Why a nasturtium leaf looks silvery under water
Villa Fontanelle, P. Ovile, Siena, Italy
Dear St. Nicholas: Will you please tell me why, putting a nasturtium leaf under the water, it looks as if it was of silver? Egle Bossi.
The nasturtium leaf is covered with a finely distributed, waxy substance which will not permit water to wet the leaf. Hence, when immersed, the water cannot touch the leaf and drive off the air surrounding it, and a thin layer of air remains between the leaf and the water. It is the reflection and refraction of light from this layer of air that give the silvery appearance. It has been supposed by some authorities that the presence of this non-wettable layer has the advantage of preventing the raindrops which fall on the leaf from remaining there, and thus blocking up the stomata, or breathing-pores.—W. F. G.
A very small beech-tree bearing a nut
(From one of our adult readers)
Chicago, Ill.
Dear St. Nicholas: While tramping in the woods in northern New York State, I found the accompanying beech twig, or sucker, with a single fruit on its tip. It was growing about eight feet from the main trunk on the root of a large tree, somewhat as shown in my rough sketch.

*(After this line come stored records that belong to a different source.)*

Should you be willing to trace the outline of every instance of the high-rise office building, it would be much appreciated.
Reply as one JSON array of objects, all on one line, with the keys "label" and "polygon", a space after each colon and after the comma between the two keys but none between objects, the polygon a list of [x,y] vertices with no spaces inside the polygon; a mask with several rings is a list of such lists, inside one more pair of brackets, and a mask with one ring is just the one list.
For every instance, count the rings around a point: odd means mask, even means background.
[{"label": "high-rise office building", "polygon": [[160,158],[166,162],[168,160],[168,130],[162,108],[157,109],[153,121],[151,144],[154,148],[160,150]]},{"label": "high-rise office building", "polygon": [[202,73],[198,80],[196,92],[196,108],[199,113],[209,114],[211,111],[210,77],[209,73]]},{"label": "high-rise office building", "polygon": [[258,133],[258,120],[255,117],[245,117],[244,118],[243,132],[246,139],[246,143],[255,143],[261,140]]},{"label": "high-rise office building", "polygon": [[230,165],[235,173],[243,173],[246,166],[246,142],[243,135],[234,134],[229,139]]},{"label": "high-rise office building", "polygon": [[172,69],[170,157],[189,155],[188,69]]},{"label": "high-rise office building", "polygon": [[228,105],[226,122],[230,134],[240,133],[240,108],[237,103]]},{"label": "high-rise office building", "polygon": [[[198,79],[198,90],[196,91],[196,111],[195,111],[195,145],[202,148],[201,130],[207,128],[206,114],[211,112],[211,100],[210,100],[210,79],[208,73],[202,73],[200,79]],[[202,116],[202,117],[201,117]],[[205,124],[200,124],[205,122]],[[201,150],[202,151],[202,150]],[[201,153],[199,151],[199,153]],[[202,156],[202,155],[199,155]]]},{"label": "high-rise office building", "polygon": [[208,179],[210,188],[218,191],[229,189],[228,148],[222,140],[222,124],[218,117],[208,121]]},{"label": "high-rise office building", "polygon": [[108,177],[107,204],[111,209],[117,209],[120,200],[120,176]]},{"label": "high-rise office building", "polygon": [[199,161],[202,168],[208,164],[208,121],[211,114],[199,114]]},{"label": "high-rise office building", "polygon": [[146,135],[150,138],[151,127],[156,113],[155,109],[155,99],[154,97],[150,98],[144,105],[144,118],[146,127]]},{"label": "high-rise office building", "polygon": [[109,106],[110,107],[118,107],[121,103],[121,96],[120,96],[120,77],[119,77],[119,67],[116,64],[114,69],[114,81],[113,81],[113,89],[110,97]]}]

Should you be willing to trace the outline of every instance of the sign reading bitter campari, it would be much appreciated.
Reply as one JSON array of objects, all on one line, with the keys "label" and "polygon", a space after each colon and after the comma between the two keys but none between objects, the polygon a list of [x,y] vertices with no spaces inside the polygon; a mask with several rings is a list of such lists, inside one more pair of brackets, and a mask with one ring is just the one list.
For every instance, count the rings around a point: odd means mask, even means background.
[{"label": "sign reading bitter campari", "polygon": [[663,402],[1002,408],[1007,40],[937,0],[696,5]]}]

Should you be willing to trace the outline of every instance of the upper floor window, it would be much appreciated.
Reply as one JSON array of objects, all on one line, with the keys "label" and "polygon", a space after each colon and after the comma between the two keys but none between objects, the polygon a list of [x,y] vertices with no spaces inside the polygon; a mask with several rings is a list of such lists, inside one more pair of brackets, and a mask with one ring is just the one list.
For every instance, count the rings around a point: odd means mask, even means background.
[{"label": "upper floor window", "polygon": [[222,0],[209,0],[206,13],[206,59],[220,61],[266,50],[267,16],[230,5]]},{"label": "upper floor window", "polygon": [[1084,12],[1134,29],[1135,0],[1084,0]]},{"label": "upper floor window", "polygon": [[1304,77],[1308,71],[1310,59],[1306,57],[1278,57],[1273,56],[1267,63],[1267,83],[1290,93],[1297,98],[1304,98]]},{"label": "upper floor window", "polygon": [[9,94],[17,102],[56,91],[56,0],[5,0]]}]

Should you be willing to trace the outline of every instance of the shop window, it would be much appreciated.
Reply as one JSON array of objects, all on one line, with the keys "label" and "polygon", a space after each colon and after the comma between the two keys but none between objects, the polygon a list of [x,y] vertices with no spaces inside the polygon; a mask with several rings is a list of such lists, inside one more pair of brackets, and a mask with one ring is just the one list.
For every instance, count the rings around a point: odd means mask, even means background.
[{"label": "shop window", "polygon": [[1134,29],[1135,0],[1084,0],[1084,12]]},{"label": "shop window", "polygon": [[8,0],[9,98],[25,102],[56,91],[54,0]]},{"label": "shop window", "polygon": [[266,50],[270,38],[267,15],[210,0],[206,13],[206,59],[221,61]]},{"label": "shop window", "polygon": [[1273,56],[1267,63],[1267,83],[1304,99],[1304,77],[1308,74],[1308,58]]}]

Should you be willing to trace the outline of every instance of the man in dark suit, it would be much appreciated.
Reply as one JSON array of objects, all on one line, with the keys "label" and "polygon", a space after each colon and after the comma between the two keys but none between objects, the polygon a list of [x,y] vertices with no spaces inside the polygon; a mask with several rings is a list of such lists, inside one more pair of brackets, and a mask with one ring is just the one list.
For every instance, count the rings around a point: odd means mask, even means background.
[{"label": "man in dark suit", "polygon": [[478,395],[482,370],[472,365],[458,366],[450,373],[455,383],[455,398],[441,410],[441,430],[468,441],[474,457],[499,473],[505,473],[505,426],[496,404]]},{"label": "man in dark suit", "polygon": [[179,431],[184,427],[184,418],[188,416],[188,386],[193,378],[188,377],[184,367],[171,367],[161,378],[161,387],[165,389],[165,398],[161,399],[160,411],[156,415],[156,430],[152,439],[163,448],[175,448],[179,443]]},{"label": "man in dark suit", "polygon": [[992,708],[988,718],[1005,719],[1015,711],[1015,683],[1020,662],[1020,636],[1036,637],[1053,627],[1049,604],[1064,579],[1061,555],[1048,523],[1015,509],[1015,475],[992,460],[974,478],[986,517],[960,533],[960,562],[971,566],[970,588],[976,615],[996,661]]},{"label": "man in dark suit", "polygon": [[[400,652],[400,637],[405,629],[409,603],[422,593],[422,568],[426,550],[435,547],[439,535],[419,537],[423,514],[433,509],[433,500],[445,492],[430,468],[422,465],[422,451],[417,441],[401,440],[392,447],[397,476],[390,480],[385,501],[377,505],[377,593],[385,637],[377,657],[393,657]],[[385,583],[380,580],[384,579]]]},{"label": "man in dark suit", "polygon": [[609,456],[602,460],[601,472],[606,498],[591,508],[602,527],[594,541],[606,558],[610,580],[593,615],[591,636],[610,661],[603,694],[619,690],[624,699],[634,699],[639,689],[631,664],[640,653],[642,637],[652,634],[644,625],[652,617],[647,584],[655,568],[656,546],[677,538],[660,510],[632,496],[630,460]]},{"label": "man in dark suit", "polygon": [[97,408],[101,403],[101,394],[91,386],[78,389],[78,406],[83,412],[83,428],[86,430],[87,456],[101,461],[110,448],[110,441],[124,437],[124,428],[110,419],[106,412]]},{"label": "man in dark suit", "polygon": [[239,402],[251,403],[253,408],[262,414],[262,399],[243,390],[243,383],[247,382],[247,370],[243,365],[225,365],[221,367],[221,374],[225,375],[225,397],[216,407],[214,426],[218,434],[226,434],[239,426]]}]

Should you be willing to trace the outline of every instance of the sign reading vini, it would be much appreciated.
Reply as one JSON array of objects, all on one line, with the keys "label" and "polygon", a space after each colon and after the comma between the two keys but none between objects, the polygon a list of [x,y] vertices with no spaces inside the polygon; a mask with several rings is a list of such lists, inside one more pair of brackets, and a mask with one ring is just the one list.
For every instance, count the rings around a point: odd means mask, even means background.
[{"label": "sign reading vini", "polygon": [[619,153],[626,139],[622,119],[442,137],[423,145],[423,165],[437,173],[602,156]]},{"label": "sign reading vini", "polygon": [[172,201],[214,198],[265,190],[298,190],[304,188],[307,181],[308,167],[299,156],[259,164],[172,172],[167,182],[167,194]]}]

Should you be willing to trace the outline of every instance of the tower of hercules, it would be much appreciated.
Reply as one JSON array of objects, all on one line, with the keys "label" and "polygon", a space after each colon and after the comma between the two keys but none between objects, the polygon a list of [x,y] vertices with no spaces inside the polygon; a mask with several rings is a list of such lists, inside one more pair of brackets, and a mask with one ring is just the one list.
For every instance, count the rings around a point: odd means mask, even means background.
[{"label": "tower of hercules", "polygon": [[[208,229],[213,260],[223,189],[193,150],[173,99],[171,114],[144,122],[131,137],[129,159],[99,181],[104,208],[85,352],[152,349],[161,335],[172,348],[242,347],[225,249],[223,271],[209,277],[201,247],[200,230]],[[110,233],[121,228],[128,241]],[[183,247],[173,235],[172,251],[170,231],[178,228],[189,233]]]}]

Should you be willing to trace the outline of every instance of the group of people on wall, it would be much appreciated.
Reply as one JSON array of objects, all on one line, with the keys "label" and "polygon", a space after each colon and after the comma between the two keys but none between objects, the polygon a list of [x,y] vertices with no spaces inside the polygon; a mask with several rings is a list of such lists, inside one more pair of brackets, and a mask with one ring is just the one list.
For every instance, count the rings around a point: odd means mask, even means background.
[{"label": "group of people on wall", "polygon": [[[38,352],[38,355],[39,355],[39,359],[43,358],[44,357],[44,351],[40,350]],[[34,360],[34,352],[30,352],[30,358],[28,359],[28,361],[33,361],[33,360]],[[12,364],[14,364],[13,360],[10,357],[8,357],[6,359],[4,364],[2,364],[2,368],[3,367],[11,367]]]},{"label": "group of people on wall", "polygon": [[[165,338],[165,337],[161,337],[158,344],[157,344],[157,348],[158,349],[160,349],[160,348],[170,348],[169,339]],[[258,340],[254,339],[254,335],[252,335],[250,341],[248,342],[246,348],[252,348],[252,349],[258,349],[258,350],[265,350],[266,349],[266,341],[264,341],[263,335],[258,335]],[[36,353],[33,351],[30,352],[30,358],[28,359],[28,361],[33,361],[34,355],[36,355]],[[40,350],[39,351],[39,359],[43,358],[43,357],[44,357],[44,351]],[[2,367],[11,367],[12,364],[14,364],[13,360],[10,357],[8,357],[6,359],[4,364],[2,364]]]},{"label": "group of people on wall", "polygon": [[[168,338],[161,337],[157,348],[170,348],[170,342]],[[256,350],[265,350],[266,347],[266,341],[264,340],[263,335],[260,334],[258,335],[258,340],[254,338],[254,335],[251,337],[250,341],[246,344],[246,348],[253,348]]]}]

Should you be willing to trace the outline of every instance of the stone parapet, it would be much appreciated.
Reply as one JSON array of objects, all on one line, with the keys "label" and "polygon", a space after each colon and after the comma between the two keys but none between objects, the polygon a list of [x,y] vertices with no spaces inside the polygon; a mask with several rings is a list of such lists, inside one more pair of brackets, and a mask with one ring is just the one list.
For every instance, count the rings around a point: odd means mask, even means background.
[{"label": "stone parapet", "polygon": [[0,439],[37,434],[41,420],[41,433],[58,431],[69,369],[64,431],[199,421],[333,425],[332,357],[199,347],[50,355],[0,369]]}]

The root was exposed where the sucker grew. While this may not be an unusual occurrence, I had never seen such a growth on any other tree. The parent tree bore a heavy crop of nuts, but the nut on the sucker was smaller and less perfectly developed than those on the parent tree.
In order to make a perfect proof I should have cut a
A tiny beech growth from a root bearing nut burs. small piece from the surface of the root to which the twig was attached, but I did not think of doing so until too late.
This unusual growth may possibly be of interest to the nature lovers who read the “Nature and Science” department of St. Nicholas.
I have been a reader of St. Nicholas since its first issue, in 1873, I believe, and to-day, when it comes to our home, I read the nature department first. I am,
Very sincerely,
Orpheus M. Schantz.
This is, indeed, a remarkable example of a small tree bearing fruit. It makes one think of Luther Burbank’s experiments with very small chestnut-trees producing a large crop of full- sized burs and nuts.—E. F. B.